What is the point? To climb a mountain is, in the religious sense, symbolic of the ascent to God. This ascent can be done with companions at the beginning but as you progress you become more and more isolated until you are alone. This is right and proper. You cannot know God if you are distracted by anything else. As long as you are attached to any aspect of creation you will not fully encounter the Creator. The meeting with God, to be real, must be wholly personal and this means it is just you and him. Nothing else. Climbing a mountain is an outer representation of going to meet God. As you ascend you are stripped of your worldly accoutrements and so I felt the torrential rain was somehow fitting.
Unfortunately it also meant that when I got to the top I saw nothing like this.
Sunrise on Adam's Peak |
We had timed it well enough and got there just before sunrise but the summit was wreathed in cloud and mist with nothing to be seen. Oh well, not all pilgrimages end in enlightenment. We saw the footprint which looked like a natural rock formation to me and you might say the end result wasn't worth the climb. But the climb itself was the reward, the sense of having made an effort to achieve something was the achievement itself and the way up the mountain certainly had its moments of beauty. The descent seemed much quicker than the climb and by the time we reached 'base camp' the rain had stopped. I, in fact, had taken my shirt off about halfway down the mountain, so sodden was it, so you might say I had indeed stripped myself down to the bare essentials as required by the rules of pilgrimage. Things don't always turn out in quite the way expected.

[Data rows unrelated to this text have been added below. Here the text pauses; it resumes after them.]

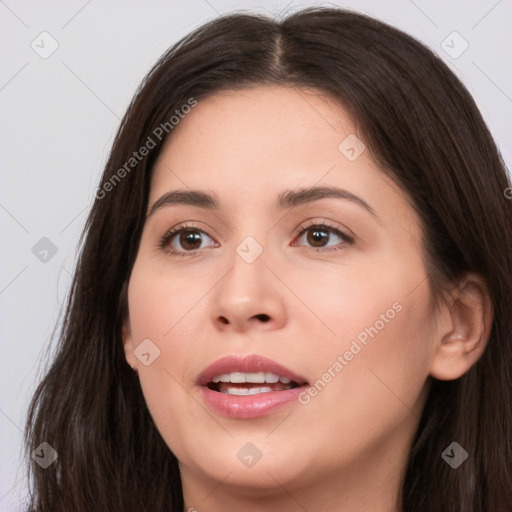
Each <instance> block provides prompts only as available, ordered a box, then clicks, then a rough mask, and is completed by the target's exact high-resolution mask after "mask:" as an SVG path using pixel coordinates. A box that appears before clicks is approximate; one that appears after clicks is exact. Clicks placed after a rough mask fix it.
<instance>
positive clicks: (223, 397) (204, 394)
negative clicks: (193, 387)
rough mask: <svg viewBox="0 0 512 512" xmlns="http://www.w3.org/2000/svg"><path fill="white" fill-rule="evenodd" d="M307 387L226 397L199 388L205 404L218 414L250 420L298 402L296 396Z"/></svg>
mask: <svg viewBox="0 0 512 512" xmlns="http://www.w3.org/2000/svg"><path fill="white" fill-rule="evenodd" d="M306 388H307V386H299V387H296V388H293V389H283V390H282V391H269V392H267V393H258V394H257V395H246V396H240V395H228V394H227V393H219V392H218V391H213V390H211V389H209V388H208V387H206V386H201V390H202V392H203V396H204V398H205V400H206V403H207V404H208V405H209V406H210V407H211V409H213V410H214V411H215V412H217V413H218V414H222V415H223V416H229V417H230V418H240V419H251V418H259V417H260V416H266V415H267V414H270V413H272V412H274V411H275V410H276V409H278V408H279V407H281V406H283V405H284V404H287V403H289V402H293V401H294V400H295V401H298V396H299V395H300V393H301V392H302V391H304V390H305V389H306Z"/></svg>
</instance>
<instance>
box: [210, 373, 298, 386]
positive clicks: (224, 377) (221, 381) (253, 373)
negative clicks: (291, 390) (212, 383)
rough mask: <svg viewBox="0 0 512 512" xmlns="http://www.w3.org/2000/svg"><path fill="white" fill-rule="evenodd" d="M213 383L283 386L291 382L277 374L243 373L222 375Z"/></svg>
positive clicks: (219, 376)
mask: <svg viewBox="0 0 512 512" xmlns="http://www.w3.org/2000/svg"><path fill="white" fill-rule="evenodd" d="M212 380H213V382H231V383H233V384H235V383H240V382H254V383H259V384H263V383H264V382H268V383H275V382H278V381H280V382H282V383H283V384H289V383H290V382H291V380H290V379H289V378H288V377H281V376H279V375H277V374H275V373H265V372H258V373H243V372H233V373H223V374H222V375H216V376H215V377H214V378H213V379H212Z"/></svg>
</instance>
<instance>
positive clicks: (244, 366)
mask: <svg viewBox="0 0 512 512" xmlns="http://www.w3.org/2000/svg"><path fill="white" fill-rule="evenodd" d="M234 372H243V373H257V372H266V373H267V372H268V373H275V374H277V375H279V376H280V377H288V378H289V379H290V380H291V381H293V382H296V383H297V384H299V385H302V384H306V383H307V381H306V379H305V378H304V377H301V376H300V375H297V374H295V373H294V372H292V371H291V370H289V369H288V368H285V367H284V366H282V365H280V364H279V363H276V362H275V361H273V360H272V359H269V358H267V357H264V356H259V355H255V354H253V355H250V356H245V357H243V356H226V357H222V358H221V359H218V360H217V361H215V362H214V363H212V364H211V365H209V366H208V367H206V368H205V369H204V370H203V371H202V372H201V373H200V374H199V376H198V377H197V384H198V385H200V386H206V385H207V384H208V383H210V382H212V379H213V378H214V377H215V376H217V375H222V374H224V373H234Z"/></svg>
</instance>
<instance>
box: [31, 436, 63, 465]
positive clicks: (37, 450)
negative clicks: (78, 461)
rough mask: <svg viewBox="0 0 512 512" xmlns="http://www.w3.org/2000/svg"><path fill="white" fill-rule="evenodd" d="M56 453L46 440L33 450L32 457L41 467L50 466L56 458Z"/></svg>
mask: <svg viewBox="0 0 512 512" xmlns="http://www.w3.org/2000/svg"><path fill="white" fill-rule="evenodd" d="M58 456H59V455H58V453H57V451H56V450H54V448H53V447H52V446H51V445H50V444H48V443H47V442H46V441H45V442H44V443H41V444H40V445H39V446H38V447H37V448H36V449H35V450H34V451H33V452H32V459H34V460H35V461H36V462H37V463H38V464H39V465H40V466H41V467H42V468H43V469H46V468H48V467H50V466H51V465H52V464H53V463H54V462H55V461H56V460H57V458H58Z"/></svg>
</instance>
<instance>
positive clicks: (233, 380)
mask: <svg viewBox="0 0 512 512" xmlns="http://www.w3.org/2000/svg"><path fill="white" fill-rule="evenodd" d="M304 384H307V383H298V382H295V381H293V380H291V379H289V378H288V377H283V376H280V375H277V374H275V373H264V372H258V373H244V372H233V373H229V374H227V373H226V374H221V375H216V376H215V377H213V379H212V380H211V381H210V382H209V383H208V384H207V387H208V389H211V390H212V391H217V392H219V393H225V394H227V395H237V396H248V395H257V394H260V393H270V392H272V391H284V390H287V389H293V388H296V387H299V386H302V385H304Z"/></svg>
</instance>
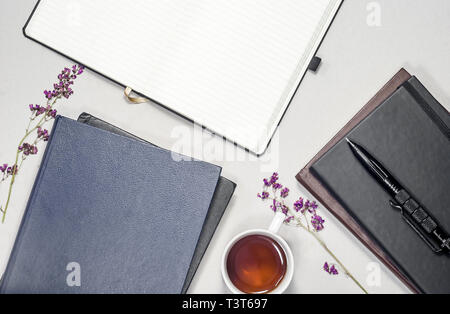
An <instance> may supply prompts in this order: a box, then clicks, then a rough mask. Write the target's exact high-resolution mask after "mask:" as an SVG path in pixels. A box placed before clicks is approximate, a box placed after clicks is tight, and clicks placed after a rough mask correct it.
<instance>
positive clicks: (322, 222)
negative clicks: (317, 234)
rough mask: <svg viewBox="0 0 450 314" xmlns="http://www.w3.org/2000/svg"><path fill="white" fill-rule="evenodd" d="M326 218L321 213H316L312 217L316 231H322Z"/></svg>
mask: <svg viewBox="0 0 450 314" xmlns="http://www.w3.org/2000/svg"><path fill="white" fill-rule="evenodd" d="M324 223H325V220H323V219H322V217H320V216H319V215H317V214H315V215H314V216H312V217H311V224H312V226H313V228H314V230H315V231H316V232H319V231H322V230H323V229H324Z"/></svg>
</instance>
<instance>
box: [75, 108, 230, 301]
mask: <svg viewBox="0 0 450 314" xmlns="http://www.w3.org/2000/svg"><path fill="white" fill-rule="evenodd" d="M78 121H79V122H82V123H86V124H89V125H91V126H95V127H97V128H100V129H103V130H106V131H110V132H112V133H116V134H118V135H123V136H127V137H131V138H135V139H138V140H141V141H144V140H142V139H140V138H138V137H136V136H134V135H133V134H131V133H129V132H127V131H124V130H122V129H120V128H118V127H116V126H114V125H112V124H110V123H108V122H105V121H103V120H101V119H99V118H96V117H94V116H92V115H91V114H89V113H85V112H84V113H82V114H81V115H80V116H79V117H78ZM146 143H148V142H146ZM149 144H151V143H149ZM151 145H153V144H151ZM235 188H236V184H235V183H234V182H232V181H230V180H228V179H227V178H224V177H220V178H219V182H218V183H217V187H216V191H215V192H214V196H213V199H212V201H211V205H210V207H209V211H208V214H207V216H206V220H205V224H204V225H203V229H202V232H201V234H200V238H199V241H198V243H197V247H196V249H195V253H194V257H193V258H192V262H191V266H190V267H189V271H188V274H187V276H186V280H185V282H184V286H183V291H182V293H186V292H187V290H188V289H189V286H190V284H191V282H192V279H193V278H194V275H195V273H196V272H197V269H198V267H199V266H200V263H201V261H202V258H203V256H204V254H205V252H206V250H207V249H208V246H209V243H210V242H211V239H212V237H213V236H214V233H215V231H216V229H217V227H218V225H219V223H220V220H221V219H222V216H223V214H224V213H225V210H226V209H227V206H228V204H229V202H230V200H231V197H232V196H233V193H234V190H235Z"/></svg>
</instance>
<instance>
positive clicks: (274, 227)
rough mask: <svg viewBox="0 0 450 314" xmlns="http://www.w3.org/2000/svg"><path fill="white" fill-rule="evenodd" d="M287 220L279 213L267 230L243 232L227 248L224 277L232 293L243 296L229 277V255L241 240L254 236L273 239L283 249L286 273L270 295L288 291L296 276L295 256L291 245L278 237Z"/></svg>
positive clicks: (227, 285) (283, 239)
mask: <svg viewBox="0 0 450 314" xmlns="http://www.w3.org/2000/svg"><path fill="white" fill-rule="evenodd" d="M285 219H286V216H285V215H284V214H283V213H277V214H276V215H275V217H274V219H273V221H272V223H271V225H270V227H269V228H268V229H267V230H265V229H254V230H248V231H245V232H242V233H241V234H238V235H237V236H235V237H234V238H233V239H232V240H231V241H230V242H229V243H228V244H227V246H226V248H225V251H224V253H223V256H222V277H223V280H224V281H225V284H226V285H227V287H228V289H230V291H231V292H233V293H234V294H243V293H244V292H242V291H241V290H239V289H238V288H237V287H236V286H235V285H234V284H233V282H232V281H231V279H230V277H229V276H228V271H227V260H228V254H229V252H230V250H231V248H233V246H234V245H235V244H236V242H238V241H239V240H241V239H243V238H245V237H248V236H252V235H263V236H266V237H269V238H271V239H272V240H274V241H275V242H276V243H278V244H279V245H280V246H281V248H282V249H283V250H284V253H285V255H286V266H287V267H286V273H285V275H284V278H283V280H282V281H281V282H280V283H279V284H278V286H277V287H276V288H275V289H274V290H272V291H270V292H269V293H270V294H281V293H283V292H285V291H286V289H287V288H288V287H289V285H290V283H291V281H292V277H293V276H294V256H293V255H292V250H291V248H290V247H289V245H288V244H287V243H286V241H285V240H284V239H283V238H281V237H280V236H279V235H277V232H278V231H279V230H280V227H281V226H282V225H283V222H284V220H285Z"/></svg>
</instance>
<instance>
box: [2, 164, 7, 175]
mask: <svg viewBox="0 0 450 314" xmlns="http://www.w3.org/2000/svg"><path fill="white" fill-rule="evenodd" d="M6 169H8V164H3V166H0V172H1V173H5V172H6Z"/></svg>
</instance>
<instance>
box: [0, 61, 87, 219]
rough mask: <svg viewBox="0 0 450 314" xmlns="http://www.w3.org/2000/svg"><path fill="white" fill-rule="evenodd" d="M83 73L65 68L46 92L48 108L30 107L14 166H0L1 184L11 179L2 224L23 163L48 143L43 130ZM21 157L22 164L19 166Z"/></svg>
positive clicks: (1, 207) (46, 133)
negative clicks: (32, 135)
mask: <svg viewBox="0 0 450 314" xmlns="http://www.w3.org/2000/svg"><path fill="white" fill-rule="evenodd" d="M83 71H84V67H83V66H80V65H74V66H73V67H72V69H69V68H65V69H64V70H62V72H61V74H59V75H58V80H59V82H58V83H55V84H53V87H54V89H53V91H47V90H45V91H44V94H45V97H46V99H47V103H46V106H39V105H29V108H30V110H31V117H30V118H29V121H28V126H27V128H26V130H25V135H24V136H23V137H22V139H21V140H20V142H19V145H18V146H17V147H18V148H17V151H16V158H15V161H14V164H13V165H12V166H10V167H8V164H4V165H3V166H0V173H3V177H2V179H1V180H0V183H1V182H3V181H5V180H6V179H8V178H9V177H11V178H10V183H9V189H8V196H7V199H6V204H5V207H4V208H3V207H0V212H1V213H2V223H4V222H5V219H6V213H7V211H8V207H9V204H10V201H11V195H12V190H13V186H14V183H15V181H16V177H17V174H18V173H19V170H20V169H21V168H22V164H23V162H24V161H25V159H27V157H28V156H29V155H35V154H37V152H38V148H37V144H38V143H39V142H40V141H48V139H49V133H48V131H47V130H45V129H42V127H43V126H44V124H45V123H47V122H48V121H50V120H52V119H54V118H55V117H56V110H54V106H55V104H56V102H57V101H58V100H59V99H61V98H63V97H64V98H66V99H68V98H69V97H70V96H71V95H72V94H73V90H72V88H71V85H73V84H74V80H75V79H76V78H77V76H78V75H81V74H82V73H83ZM38 116H41V118H40V119H39V121H38V122H37V123H36V124H35V125H34V126H33V127H32V125H33V121H35V120H36V118H37V117H38ZM33 133H35V135H36V138H35V139H34V140H33V141H32V144H29V143H26V142H25V141H26V140H27V139H28V138H29V136H30V135H31V134H33ZM20 157H21V160H20V164H18V163H19V158H20Z"/></svg>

The mountain in good weather |
This was such a lovely post! You might try submitting it to a travel magazine or something...it 'reads' like the work of an established travel writer - especially if there are any spiritually oriented such publications.
ReplyDeleteThank you for sharing these experiences on your blog! I really love the way you so ably enrich the 'place' descriptions with such well written expression of your spiritual perspective.
Carol
Very kind of you to say so, Carol. I see these posts as a bit of an indulgence on my part but I enjoy writing them. They hark back to the chapter on India I wrote in Meeting the Masters which several people said was the part they enjoyed most.
ReplyDeleteThere is something about mountains that is so spiritual.
ReplyDeleteAt about 4,000 feet, I begin noticing a change in the air and the quality of the sunlight that is exhilarating - between 4,000 and 9,000 feet is where I'd want to live.
At that height, the air, the light, the views, make it easier to "taste" God - I was going to say "think" of God, but it is really more like contact with the ground of our being, who is not just an entity among entities, but Good, Truth, and Beauty as such, or Being, Consciousness, and Bliss, as another tradition has it.
Thanks for the lovely travelogue - it is always good to be reminded of mountains and pilgrimages.
And thanks for the reminder to be detached from all creates things - all entities among entities - to come into contact with the Creator, the ground of all being, Being itself.
Most of the time I lived in India I lived in a place called Yercaud which is 5,000 feet above sea level. As you went up in the bus from the plains (around 21 hairpin bends) you definitely noticed a change in the air as it became thinner. The atmosphere seemed to become cleaner and more sparkling. I often wish I could go back to the mountains.